If your back office can’t keep up with the rapid pace of sales, you aren’t going to last long, even if you have the biggest market share. You must be able to invoice your customers and collect your cash if you want to survive as a business. Invest in your back office team, as well as the sales force.
Are you delivering what you say you will? If you’re not, your hard-won customers will leave you, depriving you of repeat business and possibly your reputation.
This includes shorting customers of stock due to supply chain issues, or simply not replying to emails or phone calls in a timely manner. As with above, make sure your operations and support teams can keep up with the rate of sale.
Pursuing revenue at all costs
You can always grow sales if you’re not concerned about the cost, or being profitable. However, you will always need cash to survive as a business. Whilst profit does not always translate into cash, being profitable should be on your future agenda, as should generating sufficient cash for survival.
Growing your profits or cash balance also counts as ‘growing’, and if you can improve these without increasing the sales line, you will have made your business much more efficient. So when the sales do grow, they will be worth much more to you.

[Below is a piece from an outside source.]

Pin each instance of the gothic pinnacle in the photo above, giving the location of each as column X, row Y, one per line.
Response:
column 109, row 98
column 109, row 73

Growth requires higher stock levels to fulfill higher sales orders, and higher stock levels need more cash to pay for them. Unless your customers pay you before you pay your supplier (and if this is you please do give me a call!) you will have to fund the growing stock levels.
There’s a wide range of funding options including investors, loans, debt factoring, stock financing and overdrafts. You can mix and match to suit your business needs and long term plans.
As you hire in more staff, your original business culture will become diluted. Invest time in recruiting the right staff for your team, who believe in your values and will actively champion your culture and brand. You will spend most of your waking hours with them; they will be responsible for growing your business. Choose wisely. Don’t rush this.
This is the tough one. When you start out, multi-taskers are amazing. As you grow, you may find you need experts in certain fields. Sometimes, an original multi-tasker no longer fits the roles you need doing in your expanded business, and there are tough conversations and decisions to make about their future with you.
Ultimately, you can’t afford to pay staff you don’t really need, so burying your head in the sand and keeping them employed will make your cash position worse and possibly erode other areas, like culture and engagement, for other employees. But there’s no need to do an Apprentice ‘You’re Fired’ – letting go of staff with kindness is a valuable skill.
There’s no magic wand to wave to make growth easy, but if you keep your eyes open for the pitfalls rather than only on the climbing sales, you will stand a far better chance of achieving your goal.